Imágenes de Yanahuara: tierra de picanterías y callejones

"La de los maceteros con geranios. La que aroma el jazmín, el cedrón y las humildes hojas del culantro"

Yanahuara, la que tuvo hasta hace poco variados tambos, donde descansaban los arrieros indios con sus llamas de paso elegante y mirada distante. Es también aquella que en sus estrechas veredas recibió el paso decidido o bohemio de Guillermo Mercado, de Percy Gibson, de Francisco Mostajo, de miles de labriegos, artesanos y obreros. La de la puent´illosa donde el agua juguetea vital y cantarina. Donde la capilla y las casitas del Cerrito San Vicente, parecen un Belén de miniaturas. Donde en “La Casa Encantada” atesora su verbo y seso ardientes don Alfonso Montesinos.

Adonde La Antiquilla amanecía con el concierto matutino del canto de los gallos, del silbido del té pitiau, de los gritos de las lecheras y el estruendo del primer tranvía. Donde la calle de las Cortaderas es una lección silenciosa de la historia de la arquitectura nuestra. Y donde el Callejón de La Ronda (detrás de la Recoleta) tenía una acequia grande, en la que el agua viajaba al amoroso sostén de un bordo alto, para después caer en una paccha de rumores frescos.

Yanahuara, la de la preciosa iglesia, que en su fachada luce a San Juan Ccalato entre la alegría primorosa del bordado de sillar y que, en su interior, es severa, triste y obscura como una sala “De Profundis”. La que hasta nuestros días guarda aún huertos y tapiales. Donde ciruelas “chaposas” y papayas pálidas asoman a los callejones para tentar a los viandantes. La que ha escuchado el canto de sus hijos, cuando trinaban las voces de Cerpa y Llosa en un “Adiós, Yanahuara Lindo”.

Y es entonces la que estuvo en inspiración y retinas de Vinatea Reinoso y Carlos de la Riva. La de la Calle Tacna, que al mediodía, adormila entre los siglos a un billar, a un “FootBall Club”. A un amasijo y a una tiendecita llena de cajas de lata. Donde una viejecita parece que nos va a sacar esas cochas envueltas con papel cometa y con “sorpresas” de planchitas, también monitos, zapatitos hechos de plomo. La de los maceteros con geranios. La que aroma el jazmín, el cedrón y las humildes hojas del culantro.

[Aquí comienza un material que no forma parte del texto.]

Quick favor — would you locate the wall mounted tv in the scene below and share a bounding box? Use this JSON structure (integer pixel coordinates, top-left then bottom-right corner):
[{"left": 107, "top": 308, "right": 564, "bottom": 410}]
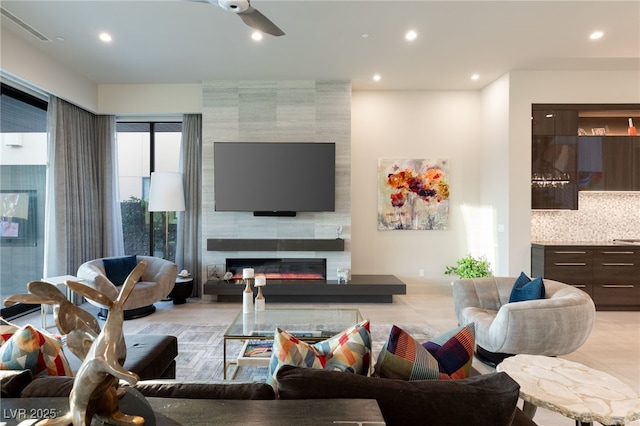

La picantería, es la institución popular de mayor arraigo en Arequipa. Y es que -fruto de un mestizaje histórico y singular – entre sus ahumados muros, mesas y bancas rústicas y huishuis, al calor del fogón, de un bajamar o de un encorajinado “escribano”; al centro de la tensión de un briscán o un casino menor y deleitando con la barroca culinaria chola o con el bordoneo profundo que introduce al dramático yaraví, los arequipeños de pueblo – desde la Colonia y en parte hasta nuestros días -, al beber de un mismo “cogollo”, sentimos así el sabor de un mismo ancestro.